Attendu que l’article 34 de la Constitution dispose que :    « Les dispositions constitutionnelles ayant trait aux droits fondamentaux, aux libertés publiques et aux garanties s’imposent à l’ensemble des pouvoirs et institutions     publics.  Aucune restriction aux droits, aux libertés et aux garanties ne peut intervenir que par une loi et pour des motifs liés au maintien de l’ordre public, de la sécurité, et de la protection des constantes nationales, ainsi que ceux nécessaires à la sauvegarde d’autres droits et libertés protégés par la Constitution.  En tout état de cause, ces restrictions ne peuvent porter atteinte à l’essence de ces droits et libertés.  Afin de garantir la sécurité juridique, l’Etat veille, dans la mise en œuvre de la législation relative aux droits et libertés, à assurer son accessibilité, sa lisibilité et sa stabilité. » ;

Attendu que cet article limite le pouvoir du législateur lors de l’élaboration de la législation relative aux droits et libertés et à leurs garanties, notamment en ce qui concerne le droit de se porter candidat et de voter, en interdisant toute atteinte à leur essence et en imposant le respect des exigences de sécurité juridique, ce qui rend nécessaire sa mention dans les visas constitutionnels de la loi organique objet de la saisine.

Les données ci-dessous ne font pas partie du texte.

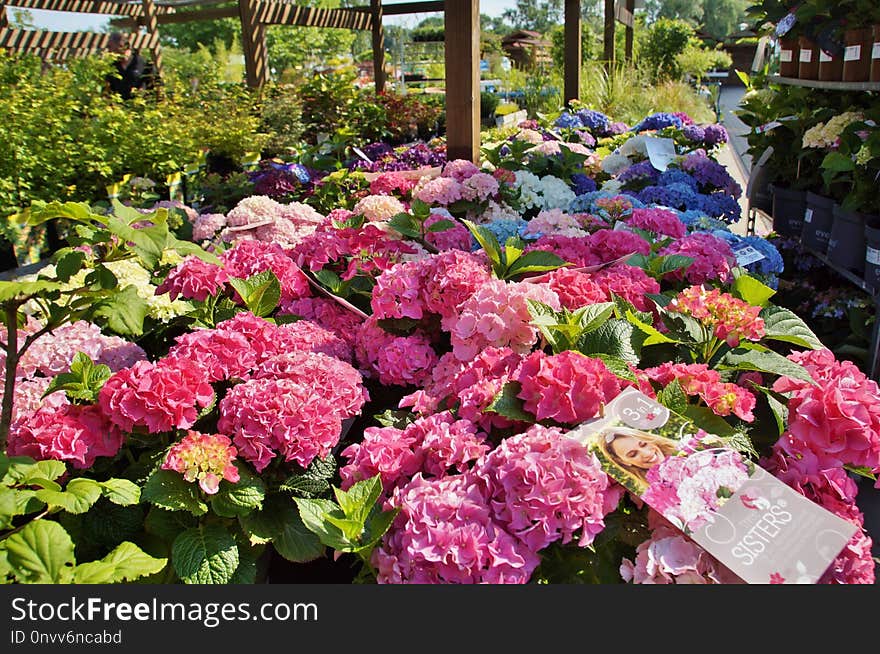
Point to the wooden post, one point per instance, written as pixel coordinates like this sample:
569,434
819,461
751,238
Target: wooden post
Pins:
630,7
253,42
609,33
463,79
378,45
152,22
572,68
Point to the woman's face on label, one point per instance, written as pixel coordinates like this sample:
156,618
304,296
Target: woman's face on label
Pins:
637,451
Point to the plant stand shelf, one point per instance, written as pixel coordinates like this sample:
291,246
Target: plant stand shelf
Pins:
832,86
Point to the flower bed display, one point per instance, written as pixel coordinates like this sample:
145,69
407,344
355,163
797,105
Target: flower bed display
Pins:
390,385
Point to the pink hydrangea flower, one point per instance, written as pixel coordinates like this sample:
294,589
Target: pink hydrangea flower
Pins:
248,258
628,282
497,314
439,191
193,279
395,360
670,557
71,433
159,396
339,381
712,258
456,237
445,534
660,221
280,417
837,421
568,387
452,277
608,244
460,169
730,318
378,208
206,458
544,487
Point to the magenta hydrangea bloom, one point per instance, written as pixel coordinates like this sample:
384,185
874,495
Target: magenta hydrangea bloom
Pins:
327,314
248,258
206,458
280,417
497,315
445,534
544,487
568,387
158,397
338,380
398,291
628,282
193,279
70,433
395,360
837,421
712,258
452,277
660,221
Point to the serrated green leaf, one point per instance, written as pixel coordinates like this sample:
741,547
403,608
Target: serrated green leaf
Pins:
314,515
41,553
260,292
121,491
673,397
280,523
168,524
69,264
507,404
240,498
783,325
614,338
126,562
78,497
207,554
750,290
768,361
168,489
123,312
357,502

En ce qui concerne la non référence à l’article 59 de la Constitution : 

Attendu que cet article dispose ce qui suit : « L’Etat œuvre à la promotion des droits politiques de la femme en encourageant ses chances d’accès à la représentation dans les assemblées élues.  Les conditions d’application de cette disposition sont fixées par une loi organique. » ;

Attendu que l’objet de la disposition mentionnée concerne l’élargissement des chances de représentation des femmes dans les assemblées élues, ce qui a été pris en compte dans les articles 176 (alinéa 2) et 191 (alinéa 3) inclus dans l’article 10 de la loi organique, objet de la saisine, lesquels imposent, sous peine de nullité, que les listes de candidature aux assemblées populaires nationales et locales comprennent un tiers (1/3) de candidates femmes, ce qui rend nécessaire la référence à l’article 59 de la Constitution dans le cadre des visas constitutionnels de la loi organique, objet de contrôle de conformité.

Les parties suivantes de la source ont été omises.